The official number was right in Joe's file, so the question seemed to lead to his unauthorized proxy jumps. Joe did not try to dissemble. “About forty, sir. Maybe fifty, counting balloon drops.” Among real paratroopers, the latter was considered sissy because there was no opening shock.

“Quite a few more than average,” the civilian noted. Wolverton nodded. “Would you be interested in another one? Sort of like Panama.”

“Yes, sir.”

“You'd be going to where
brandy
comes from. You know where that is?”

“France, sir.”

“That's right. And you'd be going solo. Think it over.”

He didn't need to. “I volunteer, sir.”

“Currahee,” said Wolverton—high praise from him— “there's a jeep outside. It'll take you to division G-2.” Joe rose to salute. “You know where I remember you from, Beyrle?”

“At the end of the march, sir?”

“No, after that, at Camp Mackall. “Assembly—
ta-ta-te-da”
Joe grinned. “Ever see Ross?”

“I think he's carrying a mortar in G Company, sir.”

“I'll see you again, trooper. Don't worry about anything while you're gone.”

That was reassuring. Whatever Wolverton said, he meant, and he never promised what he couldn't personally deliver. But how could he this time, Joe wondered as he began his second jeep ride of the day. His destination was division headquarters about fifty miles away at Greenham Common, near Newbury. There Joe saw more officers than the total number he'd seen so far in the army. At Greenham Common, captains were like privates, majors like sergeants, and lieutenant colonels like Wolverton scurried around like somewhat important clerks. Joe even got a glimpse of the division artillery commander, Brigadier General Anthony McAuliffe.

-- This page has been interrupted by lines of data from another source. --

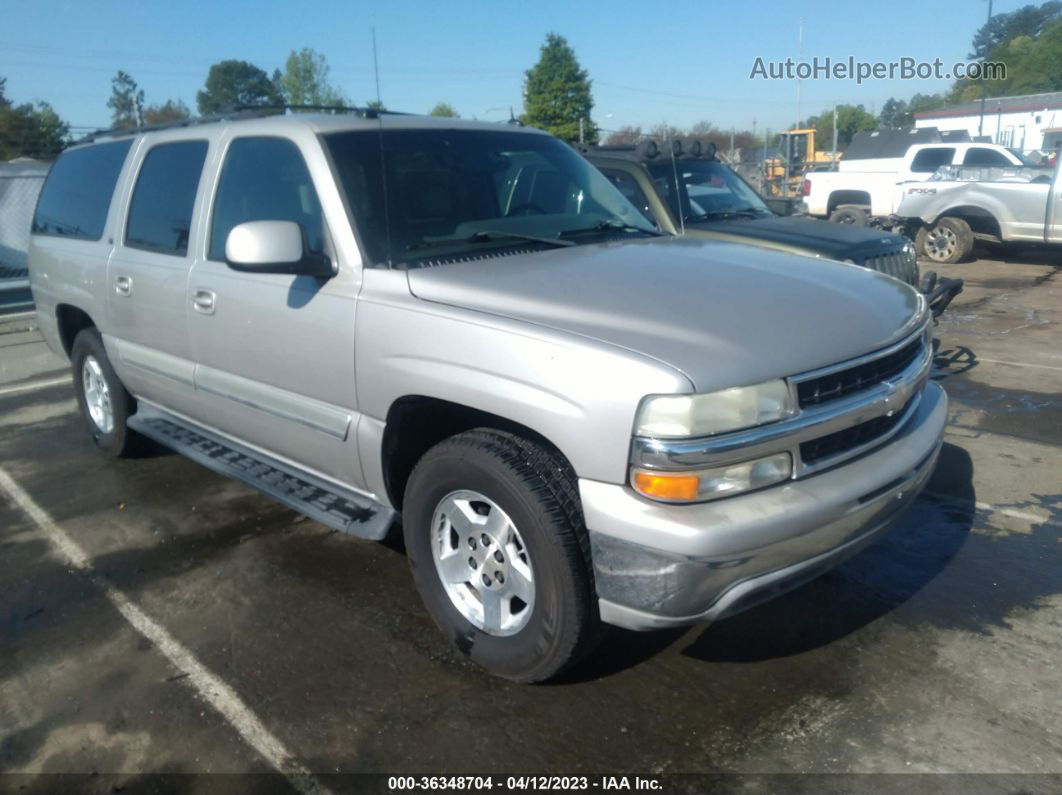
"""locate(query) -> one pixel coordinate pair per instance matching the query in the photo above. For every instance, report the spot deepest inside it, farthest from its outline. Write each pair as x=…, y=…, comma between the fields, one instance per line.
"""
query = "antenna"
x=800, y=57
x=376, y=67
x=678, y=189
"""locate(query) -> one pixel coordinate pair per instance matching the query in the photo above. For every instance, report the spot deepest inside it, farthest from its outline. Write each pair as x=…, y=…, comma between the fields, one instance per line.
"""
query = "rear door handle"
x=203, y=300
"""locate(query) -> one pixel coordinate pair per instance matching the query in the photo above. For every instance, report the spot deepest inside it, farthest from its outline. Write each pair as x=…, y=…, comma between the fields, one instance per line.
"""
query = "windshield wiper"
x=485, y=236
x=743, y=212
x=610, y=225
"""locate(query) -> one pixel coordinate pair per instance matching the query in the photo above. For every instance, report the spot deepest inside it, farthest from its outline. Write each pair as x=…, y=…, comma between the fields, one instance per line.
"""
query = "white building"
x=1032, y=122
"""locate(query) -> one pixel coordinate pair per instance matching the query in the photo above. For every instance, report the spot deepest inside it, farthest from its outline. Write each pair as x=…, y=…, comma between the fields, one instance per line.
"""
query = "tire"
x=92, y=376
x=537, y=540
x=946, y=242
x=850, y=214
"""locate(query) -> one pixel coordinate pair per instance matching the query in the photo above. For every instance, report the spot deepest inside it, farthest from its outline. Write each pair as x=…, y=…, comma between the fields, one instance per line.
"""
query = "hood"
x=723, y=314
x=836, y=241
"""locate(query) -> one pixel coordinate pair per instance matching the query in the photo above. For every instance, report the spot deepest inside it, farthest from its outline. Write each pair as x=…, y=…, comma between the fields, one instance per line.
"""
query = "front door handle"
x=203, y=300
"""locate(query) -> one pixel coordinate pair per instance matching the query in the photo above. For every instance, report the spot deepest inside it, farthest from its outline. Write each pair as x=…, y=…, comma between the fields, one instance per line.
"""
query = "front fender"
x=578, y=393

In the G-2 (intelligence) office no one knew why Joe had been sent for; eventually a major appeared to ask about his background, as if Joe were being considered for a security
clearance. This was the pretense for a sizing-up, a checking-out for general steadiness. Joe had it; he spoke slowly while keeping eye contact. Now, what about his German name? How close were his ties to Germany? The question offended: both sides of his family were devoutly Catholic and American. There had been a Berlin, Michigan, but during World War I German-Americans, like the Beyrles and Schmidts, had changed the name to Marne.

Joe's interview was interrupted by a phone call, then quickly ended. A lieutenant from G-2 drove him back at top speed to Ramsbury, telling him to pick up just overnight stuff as if for a weekend pass. I Company was out in the field as usual, so Joe didn't have to do any explaining. At even higher speed honking most of the way, the lieutenant drove him to the Hungerford railway station. The jeep sped off, then hit the brakes. The driver had forgotten to give something to Joe, something important. He went into reverse, tossed Joe a bag, and was gone. Inside were new coveralls, called a jumpsuit, dark but otherwise the same as paratrooper fatigues. Joe was elated to have them, as his fatigues were tattered from training.